La fillette sauta du lit.

"Avant, faut que j'appelle mon copain !

_C'est qui, ton copain ?, demanda Ace, surpris.

_M'sieur minet ! Minet !"

Cheshire fit son apparition dans la chambre, faisant sursauter Ace et Marco.

"Besoin d'aide, affirma la fillette.

_Bonjour princesse, salua le chat avec un grand sourire. Tiens... Vous êtes là, vous deux... Quelle idée de venir ici.

_C'est toi qui nous a dit d'aller là !, s'énerva Ace.

_Je suis fou, rappelle toi. Ne m'en tiens pas rigueur...

_Miroir ! Vite ! Partir !, expliqua la petite fille.

_Quoi, maintenant ?"

Le Chat soupira :

"Moi qui pensait que ces deux là allaient sauver le royaume..."

Ace fronça les sourcils.

"Comment ça, sauver le royaume ?

_Détrôner la maudite grosse tête, expliqua le chat.

_Quoi ? Nous ?

_Et bien... C'est ce que je pensais, oui... C'est bien dommage."

Marco se leva.

"Comment tu veux qu'on détrône la maudite grosse tête, Cheshire ? Elle est trop... Trop...

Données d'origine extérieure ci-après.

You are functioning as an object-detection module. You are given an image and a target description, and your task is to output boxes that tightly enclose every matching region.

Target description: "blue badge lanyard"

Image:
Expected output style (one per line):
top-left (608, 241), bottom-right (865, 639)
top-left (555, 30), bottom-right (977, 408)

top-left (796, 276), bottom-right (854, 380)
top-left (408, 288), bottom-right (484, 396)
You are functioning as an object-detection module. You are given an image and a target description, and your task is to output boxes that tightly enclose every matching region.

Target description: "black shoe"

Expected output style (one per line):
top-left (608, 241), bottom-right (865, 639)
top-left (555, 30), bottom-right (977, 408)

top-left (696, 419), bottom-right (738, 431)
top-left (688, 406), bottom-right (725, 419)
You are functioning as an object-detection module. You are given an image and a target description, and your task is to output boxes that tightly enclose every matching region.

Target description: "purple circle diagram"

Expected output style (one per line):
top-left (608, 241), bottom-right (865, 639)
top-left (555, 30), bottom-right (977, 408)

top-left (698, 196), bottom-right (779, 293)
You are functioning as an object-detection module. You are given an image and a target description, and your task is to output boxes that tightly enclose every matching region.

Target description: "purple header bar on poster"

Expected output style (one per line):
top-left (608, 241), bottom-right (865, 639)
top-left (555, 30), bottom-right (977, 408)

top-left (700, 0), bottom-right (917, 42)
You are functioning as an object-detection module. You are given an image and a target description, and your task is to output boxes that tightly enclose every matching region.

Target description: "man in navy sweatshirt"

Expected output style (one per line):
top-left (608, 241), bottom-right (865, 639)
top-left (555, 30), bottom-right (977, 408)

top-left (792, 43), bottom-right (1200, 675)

_Puissante ?, termina le minet.

_Oui. Puissante, affirma le Chapelier.

_Il suffirait de lui couper la tête..."

La fillette écarquilla les yeux.

"Euh... Maman est méchante, mais... Euh... Elle est obligée de mourir ?"

Le chat haussa les épaules.

"J'ai une idée, déclara Ace.

_Ah, oui ?, fit Cheshire, dubitatif."

Il hocha la tête.

"Mais... Ça se ferait... Demain."

Marco secoua la tête négativement.

"Non, non ! On s'en va ! Mauvaise idée ! Je sais pas ce que c'est, mais mauvaise idée quand même !"

Ace attrapa les mains du Chapelier.

"Fais-moi confiance... S'il te plaît..."

Marco baissa les yeux.

"T'as pas intérêt à te louper...

_Le Lapin me l'a bien dit. Tout le monde la déteste. Alors ce sera facile d'avoir de l'aide."

Cheshire sourit largement.

"Voudrais-tu que je rassemble du monde pour ton coup d'état ?

_Non, pas un coup d'état, affirma le garçon, une Tea Party."